For simplicity, particularly in building later models, we will restrict ourselves to sightings post 1990, roughly reflecting a period in which the NUFORC data sees a significant increase in reporting and thus relies less on historical reports. (NUFORC’s phone hotline has existed since 1974, and its web form since 1998.)
An Awful Simplicity
To begin, we start with the most basic form of model: a simple linear relationship between the count of sightings and the population of the state at that time. If sightings were purely dependent on population, it might be reasonable to assume that such a model would fit the data fairly well.
This relationship can be plotted with relative ease using the geom_smooth()
function of ggplot2
in R. For opening our eyes to the awful truth contained in the data, this is a useful first step.

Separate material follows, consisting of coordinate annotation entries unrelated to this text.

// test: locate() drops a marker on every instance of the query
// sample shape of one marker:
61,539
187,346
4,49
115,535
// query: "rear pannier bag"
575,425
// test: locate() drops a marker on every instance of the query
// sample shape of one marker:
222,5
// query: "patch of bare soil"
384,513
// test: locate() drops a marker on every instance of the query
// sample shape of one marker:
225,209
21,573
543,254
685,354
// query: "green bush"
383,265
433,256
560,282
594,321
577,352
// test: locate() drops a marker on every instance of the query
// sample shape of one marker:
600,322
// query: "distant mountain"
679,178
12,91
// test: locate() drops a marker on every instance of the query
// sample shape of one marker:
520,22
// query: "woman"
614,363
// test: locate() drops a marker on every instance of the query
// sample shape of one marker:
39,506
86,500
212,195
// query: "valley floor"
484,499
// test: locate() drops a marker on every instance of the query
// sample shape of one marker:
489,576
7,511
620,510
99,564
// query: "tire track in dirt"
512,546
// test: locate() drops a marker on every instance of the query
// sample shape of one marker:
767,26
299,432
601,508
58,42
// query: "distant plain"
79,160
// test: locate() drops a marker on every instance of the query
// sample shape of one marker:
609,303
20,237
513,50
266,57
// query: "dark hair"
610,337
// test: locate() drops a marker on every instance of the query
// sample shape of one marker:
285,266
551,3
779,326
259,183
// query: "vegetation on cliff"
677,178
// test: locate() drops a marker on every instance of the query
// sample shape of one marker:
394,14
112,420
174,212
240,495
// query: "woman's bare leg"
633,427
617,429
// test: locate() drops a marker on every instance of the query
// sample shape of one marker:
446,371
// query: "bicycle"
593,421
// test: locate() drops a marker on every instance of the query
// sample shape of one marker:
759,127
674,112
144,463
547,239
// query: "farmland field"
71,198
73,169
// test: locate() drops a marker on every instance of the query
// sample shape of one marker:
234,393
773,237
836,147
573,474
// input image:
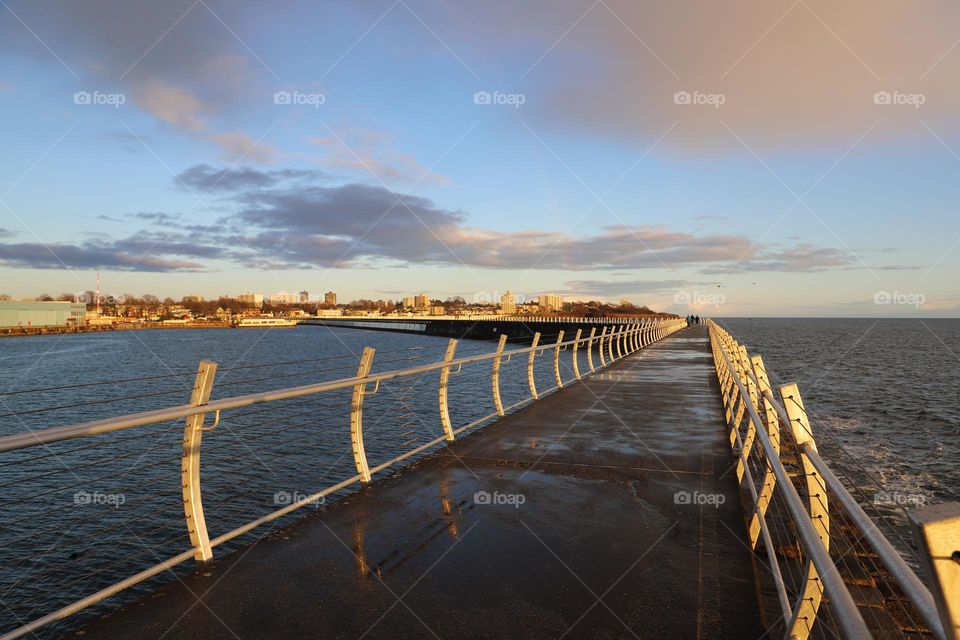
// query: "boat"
265,323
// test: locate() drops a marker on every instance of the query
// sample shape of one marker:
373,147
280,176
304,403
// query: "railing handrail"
651,330
850,618
49,435
913,588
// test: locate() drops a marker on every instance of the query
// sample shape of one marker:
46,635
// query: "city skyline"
599,151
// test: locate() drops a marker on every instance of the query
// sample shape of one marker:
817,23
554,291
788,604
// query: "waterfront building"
550,302
283,297
34,313
255,299
508,303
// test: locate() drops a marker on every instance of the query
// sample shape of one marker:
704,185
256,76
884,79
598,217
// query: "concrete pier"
607,510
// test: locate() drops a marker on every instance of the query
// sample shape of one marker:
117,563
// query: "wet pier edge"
606,510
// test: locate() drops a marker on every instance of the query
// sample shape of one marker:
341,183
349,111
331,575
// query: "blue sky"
787,184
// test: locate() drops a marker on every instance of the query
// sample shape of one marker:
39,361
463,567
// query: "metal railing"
813,516
621,340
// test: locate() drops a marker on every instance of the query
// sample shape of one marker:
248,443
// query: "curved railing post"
593,332
190,464
533,354
576,346
444,384
556,360
495,378
603,345
356,416
744,365
809,603
769,482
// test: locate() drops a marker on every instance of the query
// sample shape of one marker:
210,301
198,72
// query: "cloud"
612,288
238,145
289,219
791,73
171,104
284,219
203,177
365,152
87,256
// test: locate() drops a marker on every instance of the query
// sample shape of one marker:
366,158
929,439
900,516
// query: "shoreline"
21,332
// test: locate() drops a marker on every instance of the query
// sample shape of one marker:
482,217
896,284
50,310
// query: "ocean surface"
78,515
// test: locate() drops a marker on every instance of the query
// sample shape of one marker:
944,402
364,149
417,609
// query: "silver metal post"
356,416
190,463
495,378
533,354
444,383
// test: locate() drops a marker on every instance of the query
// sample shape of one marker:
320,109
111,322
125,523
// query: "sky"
761,158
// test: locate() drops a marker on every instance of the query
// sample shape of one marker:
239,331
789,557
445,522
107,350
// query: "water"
78,515
884,391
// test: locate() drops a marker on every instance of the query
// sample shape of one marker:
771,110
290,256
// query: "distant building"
508,303
33,313
550,302
283,297
254,299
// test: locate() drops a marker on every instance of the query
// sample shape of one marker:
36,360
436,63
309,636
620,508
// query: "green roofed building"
33,313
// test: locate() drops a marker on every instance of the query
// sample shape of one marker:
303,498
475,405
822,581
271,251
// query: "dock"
591,537
664,487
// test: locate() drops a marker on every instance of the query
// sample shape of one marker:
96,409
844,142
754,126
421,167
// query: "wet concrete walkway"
576,517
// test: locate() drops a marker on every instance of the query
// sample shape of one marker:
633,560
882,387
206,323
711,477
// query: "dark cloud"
282,219
203,177
608,288
87,256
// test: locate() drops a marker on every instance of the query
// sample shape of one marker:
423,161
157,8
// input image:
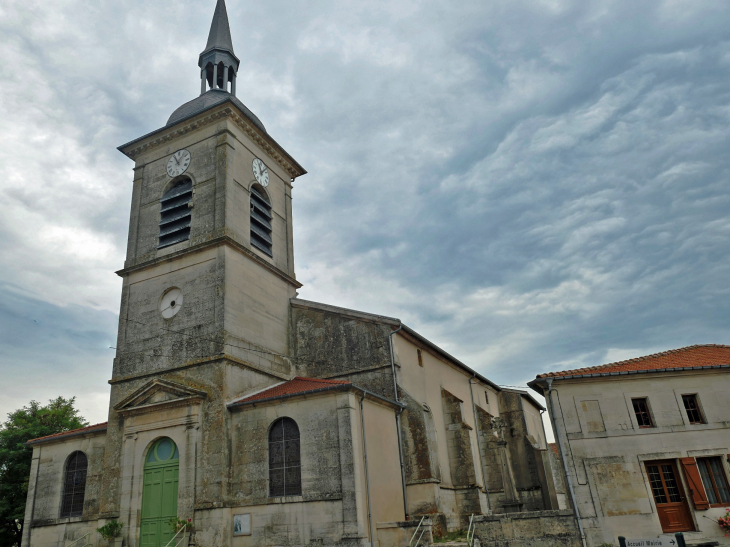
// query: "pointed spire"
218,64
219,36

While this graph does seem to support the argument that sightings increase with population in general, a closer inspection shows that the individual data points are clearly clustered. If we highlight the location of each data point, colouring points by US state, this becomes clearer:
This strongly suggests that, in preference to the simple linear model across all sightings, we might instead fit a linear model individually to each state:
The code to produce the above graphs from the NUFORC and FRED data is given below:
Result
The plots shown here strongly indicate that the rate of dread interplanetary visitations per capita varies differently per state. It seems, therefore, that while the number of sightings is generally proportional to population, the specific relationship is state-dependent.
This simple linear model is, however, entirely unsatisfactory in describing the data, despite its support for the argument that different states have different underlying rates of sightings.

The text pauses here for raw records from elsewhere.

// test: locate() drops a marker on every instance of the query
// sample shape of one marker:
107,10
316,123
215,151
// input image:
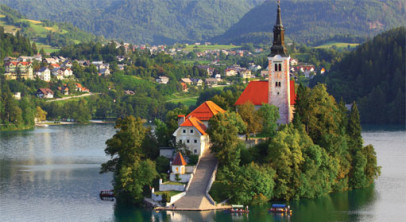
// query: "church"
278,90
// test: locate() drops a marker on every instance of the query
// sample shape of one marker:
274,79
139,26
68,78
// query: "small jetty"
106,195
280,208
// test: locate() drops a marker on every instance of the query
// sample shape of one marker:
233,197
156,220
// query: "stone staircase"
195,198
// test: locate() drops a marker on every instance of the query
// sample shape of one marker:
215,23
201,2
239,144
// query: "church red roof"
256,92
194,122
292,92
179,161
206,111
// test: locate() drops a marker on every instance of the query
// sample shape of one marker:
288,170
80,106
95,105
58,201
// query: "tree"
132,171
223,131
250,117
354,129
41,115
270,115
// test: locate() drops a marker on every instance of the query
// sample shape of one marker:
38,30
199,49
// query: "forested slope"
310,21
142,21
374,76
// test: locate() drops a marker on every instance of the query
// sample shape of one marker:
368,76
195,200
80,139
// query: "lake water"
51,174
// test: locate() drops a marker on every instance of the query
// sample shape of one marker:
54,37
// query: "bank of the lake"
51,174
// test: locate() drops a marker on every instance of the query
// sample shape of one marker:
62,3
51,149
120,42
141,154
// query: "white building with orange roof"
192,128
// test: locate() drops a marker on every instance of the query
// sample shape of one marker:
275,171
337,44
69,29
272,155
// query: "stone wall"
167,187
184,178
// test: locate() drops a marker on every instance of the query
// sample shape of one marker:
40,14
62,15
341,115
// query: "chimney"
181,119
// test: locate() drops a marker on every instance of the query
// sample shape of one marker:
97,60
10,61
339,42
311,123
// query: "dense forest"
313,21
46,32
142,21
374,76
320,152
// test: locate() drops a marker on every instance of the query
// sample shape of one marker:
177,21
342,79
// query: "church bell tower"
278,68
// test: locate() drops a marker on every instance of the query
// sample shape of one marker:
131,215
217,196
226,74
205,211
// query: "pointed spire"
278,47
278,15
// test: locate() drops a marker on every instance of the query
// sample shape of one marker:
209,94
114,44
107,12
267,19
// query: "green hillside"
48,35
318,21
374,76
142,21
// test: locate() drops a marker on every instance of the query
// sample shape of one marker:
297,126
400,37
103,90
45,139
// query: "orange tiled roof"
292,93
206,111
256,92
196,123
179,160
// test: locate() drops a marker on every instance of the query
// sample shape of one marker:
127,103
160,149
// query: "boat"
239,209
280,208
41,125
106,195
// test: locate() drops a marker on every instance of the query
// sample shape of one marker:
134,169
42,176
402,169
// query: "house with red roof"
279,89
192,128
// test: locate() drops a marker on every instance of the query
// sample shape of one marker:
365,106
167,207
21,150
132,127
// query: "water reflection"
52,173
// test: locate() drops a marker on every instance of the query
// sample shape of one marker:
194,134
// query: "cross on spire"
278,47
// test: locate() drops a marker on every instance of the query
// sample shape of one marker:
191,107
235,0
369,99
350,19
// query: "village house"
51,61
64,90
44,74
197,82
209,70
192,128
81,88
245,73
45,93
22,69
104,72
17,95
211,82
162,80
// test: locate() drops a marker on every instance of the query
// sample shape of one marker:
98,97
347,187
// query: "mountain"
311,21
142,21
374,76
44,32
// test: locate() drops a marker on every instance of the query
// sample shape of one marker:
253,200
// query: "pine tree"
354,129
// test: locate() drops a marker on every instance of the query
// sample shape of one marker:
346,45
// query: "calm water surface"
51,174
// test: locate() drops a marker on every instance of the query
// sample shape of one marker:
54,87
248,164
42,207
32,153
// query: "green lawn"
173,183
337,45
183,98
209,47
170,193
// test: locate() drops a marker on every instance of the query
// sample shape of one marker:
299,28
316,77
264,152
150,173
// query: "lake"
52,174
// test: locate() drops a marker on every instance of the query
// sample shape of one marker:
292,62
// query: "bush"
193,159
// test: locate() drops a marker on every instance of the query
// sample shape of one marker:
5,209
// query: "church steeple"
278,47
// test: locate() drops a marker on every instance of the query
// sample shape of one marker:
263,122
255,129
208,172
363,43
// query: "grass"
209,47
338,45
183,98
47,48
173,183
170,193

In the next post, therefore, we will delve deeper into the unsettling relationships between UFO sightings and the innocent humans to which they are drawn. To do so, we will have to consider a class of techniques that go beyond the normal distribution that underpins key assumptions of the simple linear models used here, and so move into the eldritch world of generalized linear models.
Great work. The shell script doesn’t work for me. I’m wondering whether you can share the data in a github repo. Thanks in advance.
I really should put all this code up in github. I’ve been a little wary of sharing datasets like the scraped NUFORC one as they’re all from other people and projects, but given that all of this is public I think it should be reasonable to share CSVs to allow reproducability. I’ll look into it very soon!